Secretary DeVos Severs Partnership with CFPB

(Education, Department of Education, Financial Aid, Graduate Students, Higher Education) Permanent link   All Posts


The Department of Education (ED) has ended a six-year relationship with the Consumer Financial Protection Bureau (CFPB). The collaboration allowed the department and the CFPB to jointly police student loan violations.

In an Aug. 31 letter, ED said that in 30 days, it would terminate two memoranda of understanding (MOU) from 2011 and 2014, both of which involved information sharing about federal student loan oversight.

Under the terms of the MOUs, the CFPB was to send any complaints about Title IV federal student loans to ED within ten days. Kathleen Smith, Acting Assistant Secretary in the Office of Postsecondary Education, and A. Wayne Johnson, Chief Operating Officer of Federal Student Aid, stated in the letter to CFPB that they were concerned CFPB had not been following the appropriate complaint process and instead has, “failed to direct such complaints to [ED] and has instead handled such complaints itself.”

According to the letter, the CFPB’s “intervention” has stoked “confusion to borrowers and servicers who now hear conflicting guidance” on Title IV loans. The letter, echoing numerous complaints from Republican lawmakers, later characterizes the intervention as an “expansion” of the CFPB’s duties, calling the bureau’s actions “characteristic of an overreaching and unaccountable agency.”

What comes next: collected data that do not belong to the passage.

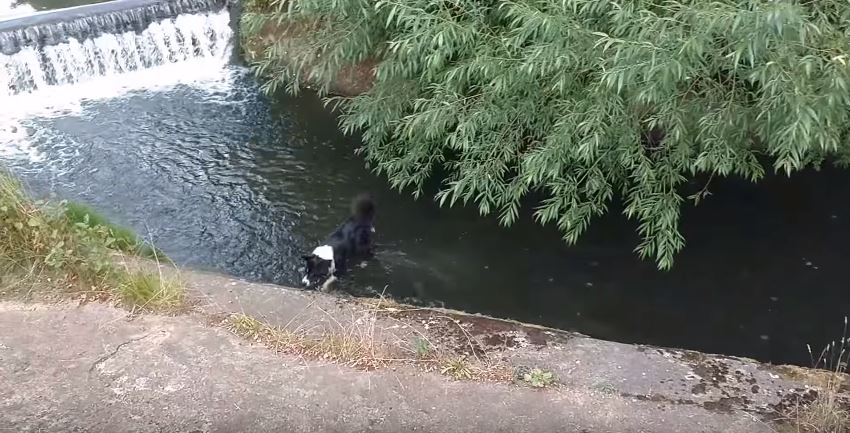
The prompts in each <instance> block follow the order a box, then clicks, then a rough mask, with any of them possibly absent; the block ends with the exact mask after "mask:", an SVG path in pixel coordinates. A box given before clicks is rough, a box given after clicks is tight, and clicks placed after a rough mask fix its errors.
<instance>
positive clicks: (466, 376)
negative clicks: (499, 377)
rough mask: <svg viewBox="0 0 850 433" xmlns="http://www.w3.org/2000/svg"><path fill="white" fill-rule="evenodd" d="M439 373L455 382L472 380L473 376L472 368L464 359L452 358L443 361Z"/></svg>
mask: <svg viewBox="0 0 850 433" xmlns="http://www.w3.org/2000/svg"><path fill="white" fill-rule="evenodd" d="M440 373H441V374H444V375H446V376H449V377H452V378H454V379H455V380H472V378H473V376H475V374H474V372H473V369H472V366H471V365H470V364H469V361H467V360H466V358H465V357H459V358H452V359H447V360H445V361H443V364H442V366H441V368H440Z"/></svg>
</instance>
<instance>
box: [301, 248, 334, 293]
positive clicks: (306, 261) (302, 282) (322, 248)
mask: <svg viewBox="0 0 850 433" xmlns="http://www.w3.org/2000/svg"><path fill="white" fill-rule="evenodd" d="M301 258H303V259H304V260H305V261H306V262H307V266H306V272H305V275H304V278H302V279H301V284H304V285H305V286H307V287H313V286H316V285H319V284H322V283H324V282H325V281H327V280H328V279H329V278H331V277H333V274H334V272H336V266H335V263H334V255H333V247H330V246H328V245H322V246H320V247H318V248H316V249H315V250H313V253H312V254H309V255H308V254H304V255H302V256H301Z"/></svg>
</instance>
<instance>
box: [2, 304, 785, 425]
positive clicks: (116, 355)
mask: <svg viewBox="0 0 850 433" xmlns="http://www.w3.org/2000/svg"><path fill="white" fill-rule="evenodd" d="M0 311H2V313H3V314H0V357H1V358H2V359H3V362H1V363H0V406H2V410H0V425H2V426H4V427H6V428H8V429H9V430H10V431H19V432H41V433H64V432H69V431H81V432H82V431H85V432H89V433H101V432H102V433H113V432H118V431H120V432H132V433H141V432H168V433H171V432H175V433H176V432H198V433H226V432H234V431H240V432H298V433H302V432H303V433H312V432H386V433H407V432H415V431H428V432H433V433H449V432H452V433H466V432H469V433H477V432H482V431H493V432H499V431H501V432H515V433H534V432H549V431H584V432H588V433H607V432H620V433H678V432H685V431H687V432H706V433H708V432H712V433H713V432H717V433H720V432H723V433H769V432H770V429H769V428H768V427H767V426H766V425H764V424H762V423H759V422H756V421H754V420H752V419H751V418H749V417H747V416H744V415H742V414H736V413H727V414H720V413H714V412H710V411H707V410H705V409H703V408H700V407H697V406H694V405H669V404H667V403H665V402H664V401H663V400H661V399H658V400H656V399H648V400H645V401H640V400H636V399H631V398H624V397H620V396H617V395H610V394H600V393H598V392H596V391H593V390H589V389H583V388H567V387H558V388H557V389H556V390H555V389H544V390H533V389H530V388H528V387H518V386H511V385H506V384H494V383H481V382H474V381H453V380H449V379H447V378H445V377H443V376H440V375H439V374H427V373H421V372H412V371H408V370H405V369H403V368H402V369H396V370H389V369H379V370H375V371H362V370H356V369H353V368H349V367H346V366H342V365H335V364H330V363H327V362H317V361H309V360H304V359H300V358H298V357H292V356H286V355H281V354H278V353H274V352H272V351H269V350H267V349H265V348H264V347H261V346H258V345H253V344H249V343H248V342H246V341H245V340H243V339H241V338H239V337H236V336H235V335H231V334H229V333H227V332H225V331H224V330H222V329H219V328H215V327H209V326H207V325H206V324H204V323H202V322H199V321H197V320H196V317H194V316H181V317H164V316H152V315H140V316H128V313H127V312H126V311H122V310H119V309H116V308H113V307H110V306H106V305H102V304H97V303H90V304H86V305H82V306H78V305H75V304H70V305H68V304H66V305H26V304H10V303H3V302H0ZM22 323H25V324H26V325H27V327H26V331H27V332H25V333H24V332H20V324H22ZM57 341H61V342H62V344H56V342H57ZM447 396H462V399H458V398H447ZM541 415H543V416H541Z"/></svg>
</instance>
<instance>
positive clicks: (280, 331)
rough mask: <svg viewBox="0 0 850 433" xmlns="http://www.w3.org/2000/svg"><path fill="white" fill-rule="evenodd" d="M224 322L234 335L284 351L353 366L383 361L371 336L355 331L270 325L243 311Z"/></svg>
mask: <svg viewBox="0 0 850 433" xmlns="http://www.w3.org/2000/svg"><path fill="white" fill-rule="evenodd" d="M224 325H225V327H226V328H227V329H229V330H230V331H231V332H233V333H234V334H236V335H239V336H241V337H244V338H248V339H250V340H252V341H255V342H258V343H262V344H265V345H266V346H267V347H269V348H270V349H273V350H276V351H280V352H284V353H291V354H297V355H300V356H303V357H306V358H311V359H316V360H323V361H333V362H340V363H343V364H347V365H351V366H355V367H366V368H371V367H376V366H378V365H380V364H382V361H381V360H380V359H379V357H377V356H375V347H374V345H373V342H372V340H371V338H366V337H364V336H363V334H361V333H358V332H346V333H324V334H318V335H311V334H309V333H308V332H305V331H300V330H294V331H293V330H288V329H285V328H280V327H275V326H271V325H269V324H267V323H264V322H262V321H260V320H258V319H256V318H253V317H251V316H248V315H245V314H232V315H230V316H229V317H228V318H227V319H225V321H224Z"/></svg>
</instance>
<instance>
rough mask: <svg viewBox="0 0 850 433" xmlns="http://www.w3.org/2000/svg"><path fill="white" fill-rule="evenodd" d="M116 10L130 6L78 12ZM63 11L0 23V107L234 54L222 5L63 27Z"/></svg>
mask: <svg viewBox="0 0 850 433" xmlns="http://www.w3.org/2000/svg"><path fill="white" fill-rule="evenodd" d="M130 1H132V0H130ZM119 3H124V4H126V3H127V0H119V1H116V2H109V3H108V4H99V5H91V6H82V7H79V8H73V9H84V8H91V9H95V8H97V9H100V10H103V9H104V8H105V7H108V6H109V5H110V4H112V5H114V4H119ZM104 5H107V6H104ZM112 9H114V7H113V8H112ZM205 9H206V10H205ZM62 12H63V11H56V12H54V13H53V15H54V16H49V15H50V13H48V14H44V15H41V16H39V14H36V15H33V16H31V17H25V18H22V19H19V20H14V19H13V20H8V21H0V100H2V98H3V97H4V96H6V97H8V96H13V95H19V94H24V93H32V92H35V91H38V90H43V89H45V88H48V87H50V86H63V85H69V84H76V83H81V82H86V81H90V80H92V79H95V78H98V77H109V76H115V75H120V74H124V73H128V72H133V71H138V70H143V69H149V68H152V67H156V66H161V65H167V64H174V63H180V62H183V61H186V60H190V59H199V58H200V59H227V58H229V56H230V54H231V37H232V34H233V32H232V29H231V27H230V15H229V13H228V11H227V9H226V7H225V6H224V5H223V4H222V3H220V2H218V3H216V2H215V1H206V0H199V1H188V0H177V1H174V2H159V3H155V4H147V5H144V6H142V7H138V8H133V9H122V10H108V11H106V12H103V13H99V14H95V15H84V16H80V15H81V13H79V12H78V13H77V14H75V15H74V14H72V15H71V19H69V20H65V21H63V20H61V18H62V17H63V16H65V17H67V16H68V14H67V13H65V14H63V13H62ZM80 12H82V13H85V11H80ZM16 21H18V22H17V23H16ZM21 21H22V22H23V26H22V23H21ZM33 23H34V24H33ZM27 24H29V25H27ZM16 27H17V28H16ZM4 29H6V30H4Z"/></svg>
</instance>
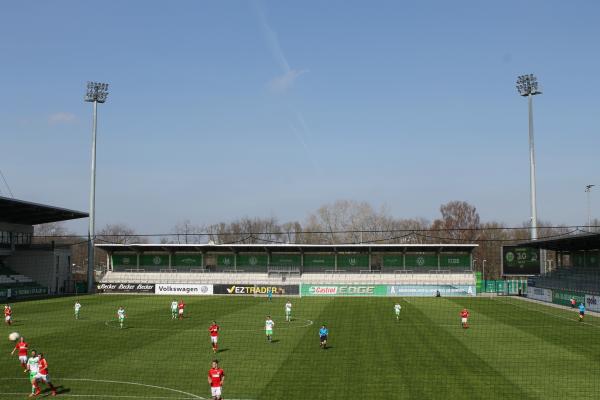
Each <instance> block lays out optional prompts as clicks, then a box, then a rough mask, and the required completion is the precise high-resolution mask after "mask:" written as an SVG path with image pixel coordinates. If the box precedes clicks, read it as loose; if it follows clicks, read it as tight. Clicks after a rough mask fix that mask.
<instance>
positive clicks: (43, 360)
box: [38, 358, 48, 375]
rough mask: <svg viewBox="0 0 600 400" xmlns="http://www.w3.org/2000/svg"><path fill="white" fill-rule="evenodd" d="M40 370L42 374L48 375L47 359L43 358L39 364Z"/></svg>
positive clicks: (38, 366) (39, 367) (40, 361)
mask: <svg viewBox="0 0 600 400" xmlns="http://www.w3.org/2000/svg"><path fill="white" fill-rule="evenodd" d="M38 368H39V369H40V374H42V375H48V361H46V359H45V358H41V359H40V361H39V362H38Z"/></svg>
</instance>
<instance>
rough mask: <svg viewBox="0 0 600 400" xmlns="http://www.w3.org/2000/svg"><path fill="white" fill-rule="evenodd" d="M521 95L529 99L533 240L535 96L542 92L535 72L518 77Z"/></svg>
mask: <svg viewBox="0 0 600 400" xmlns="http://www.w3.org/2000/svg"><path fill="white" fill-rule="evenodd" d="M517 90H518V91H519V95H521V96H523V97H527V98H528V100H529V183H530V186H531V189H530V193H531V240H536V239H537V206H536V196H535V150H534V146H533V96H535V95H536V94H541V93H542V92H541V91H540V90H538V82H537V78H536V77H535V76H533V74H529V75H521V76H519V77H518V78H517Z"/></svg>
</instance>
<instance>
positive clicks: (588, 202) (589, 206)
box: [585, 185, 596, 230]
mask: <svg viewBox="0 0 600 400" xmlns="http://www.w3.org/2000/svg"><path fill="white" fill-rule="evenodd" d="M594 186H596V185H585V192H586V193H587V198H588V199H587V200H588V230H591V229H592V228H591V226H592V203H591V202H590V193H591V192H592V188H593V187H594Z"/></svg>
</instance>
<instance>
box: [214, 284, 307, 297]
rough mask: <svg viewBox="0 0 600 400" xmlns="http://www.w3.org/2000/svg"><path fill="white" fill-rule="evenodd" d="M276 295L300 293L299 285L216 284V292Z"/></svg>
mask: <svg viewBox="0 0 600 400" xmlns="http://www.w3.org/2000/svg"><path fill="white" fill-rule="evenodd" d="M269 291H270V292H271V293H273V294H274V295H283V294H288V295H298V294H300V286H299V285H238V284H231V285H214V294H232V295H246V296H248V295H250V296H253V295H259V296H266V295H267V293H268V292H269Z"/></svg>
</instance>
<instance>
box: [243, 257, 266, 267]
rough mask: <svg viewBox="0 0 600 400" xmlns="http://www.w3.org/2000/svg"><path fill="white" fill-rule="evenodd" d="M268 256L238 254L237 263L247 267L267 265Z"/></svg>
mask: <svg viewBox="0 0 600 400" xmlns="http://www.w3.org/2000/svg"><path fill="white" fill-rule="evenodd" d="M267 263H268V257H267V255H266V254H244V255H239V254H238V256H237V265H238V267H239V266H245V267H255V266H256V267H260V266H262V267H266V266H267Z"/></svg>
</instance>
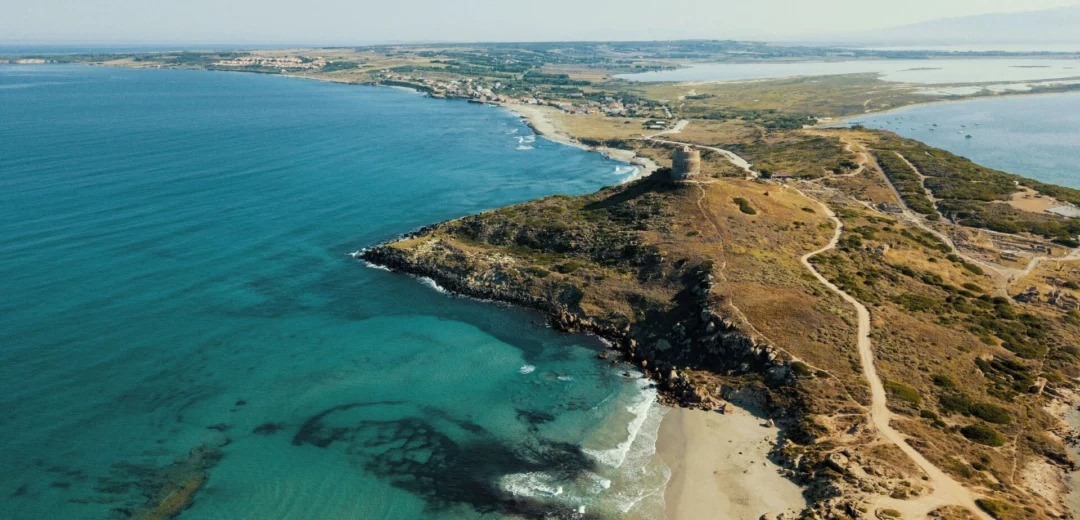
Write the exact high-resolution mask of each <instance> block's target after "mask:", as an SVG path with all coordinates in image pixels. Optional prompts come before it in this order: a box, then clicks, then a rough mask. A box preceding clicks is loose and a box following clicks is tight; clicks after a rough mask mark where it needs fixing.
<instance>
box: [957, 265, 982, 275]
mask: <svg viewBox="0 0 1080 520" xmlns="http://www.w3.org/2000/svg"><path fill="white" fill-rule="evenodd" d="M960 265H961V266H962V267H963V268H964V269H968V270H969V271H971V272H973V274H975V275H980V276H982V275H983V268H982V267H978V266H976V265H975V264H969V263H967V262H964V263H963V264H960Z"/></svg>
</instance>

According to LendEDU, a website focused on student loans, CFPB Director Richard Cordray wrote a lengthy reply to Education Secretary Betsy DeVos, calling for fence mending and “constructive conversation” between the two entities. “There is plenty of work for each of us to do, but I believe we can generally do it better working together,” he reportedly wrote.

The CFPB’s spokesperson, David Mayorga, told The Hill newspaper that he was “surprised and disappointed” by the department’s letter, noting that the CFPB has “statutory responsibilities to protect student loan borrowers—like all consumers—from practices that violate the laws we enforce….”

The letter has also drawn fire from consumer groups, who say the CFPB is merely fulfilling its statutory obligations when dealing with potential student loan malpractice. “Education is now trying to stop the CFPB from handling loan-related complaints, but [ED’s] failures are what led Congress to give the CFPB authority to help students,” the Director of the National Consumer Law Center’s student loan borrower project, Persis Yu, told The Hill. DeVos is also rolling back hundreds of regulations; causing consumer groups to be even more concerned about the loss of a CFPB relationship.